I was trying to still fall asleep at 3am. Rolling my eyes I got up and grabbed my backpack. Fuck Eric and his moody self. I came here to get my mind off everything in my life and because of that bitch, I couldn't make myself comfortable.

Quietly walking out of the house, I made my way home through the cold night. Covering my head, I was grateful to have my favorite hoodie on. It was warm and my mom bought it for me with a few sizes bigger. It was perfect now.
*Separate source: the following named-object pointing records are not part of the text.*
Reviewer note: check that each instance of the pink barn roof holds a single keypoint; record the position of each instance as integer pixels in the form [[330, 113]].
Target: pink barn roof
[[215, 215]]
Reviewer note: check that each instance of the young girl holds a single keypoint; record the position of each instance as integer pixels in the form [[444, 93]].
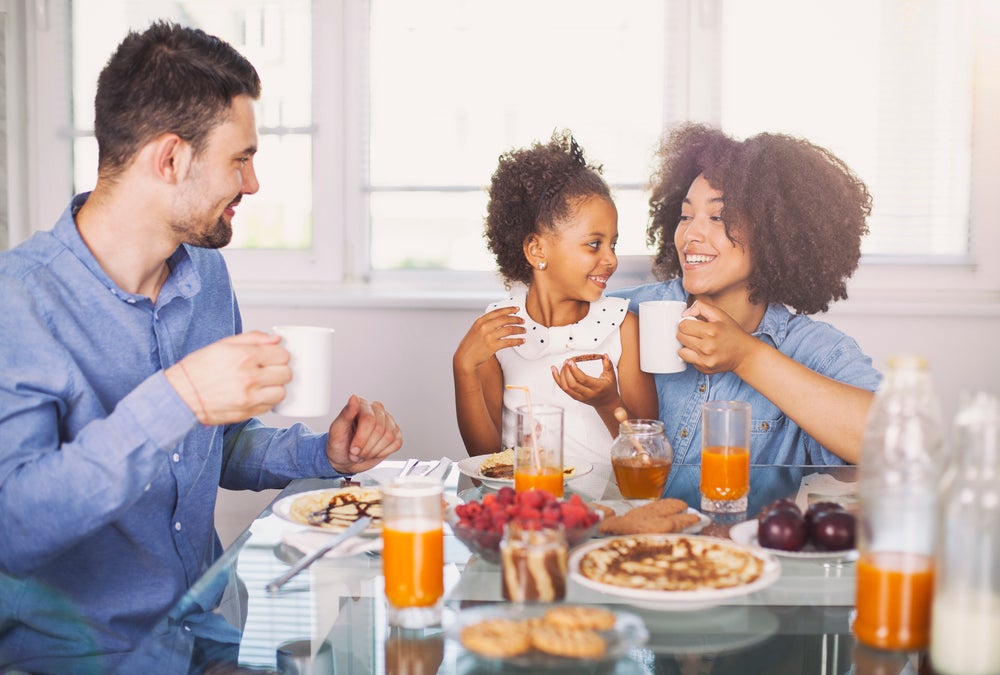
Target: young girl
[[744, 231], [553, 227]]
As in every moment of silence my mind started wondering in every direction possible and it made me realize what a bad friend I was to Eric for leaving like that.

Stepping on the porch of my own old house I could hear the TV and I guessed my dad fell asleep with it like that. It was a bad move to get inside on the front door. I was so wrong thinking my dad was asleep. After opening the door I was knocked down by my dad's fist.

"Where the fuck have you been, bitch?" he yelled at me. There was a strong smell of alcohol and puke coming from him.

I curled up into a small ball in the nearest corner looking up at him, my eyes full of fear, while cupping my hit cheek in my small palm. I hated him, with every inch of my being. I wasn't going to give him the satisfaction of hearing me beg him to stop.

Because he wasn't pleased with hitting me with just his fists and feet, once I let out a loud whimper, he struggled to unbuckle his belt and started hitting me with it. Hot tears were falling down my icy cheeks as I closed my eyes trying to shut him out, screaming in my head at him to stop. I knew there were going to be bruises all over my body.

But at some point, between him yelling and my quiet sobs, the door opened, smashing against the wall and something made all those hits stop. I tried to open my eyes, but hardly was able to. When I finally could I noticed Eric beating up my drunk father. He was here. I didn't care how or why, but he was there to save me.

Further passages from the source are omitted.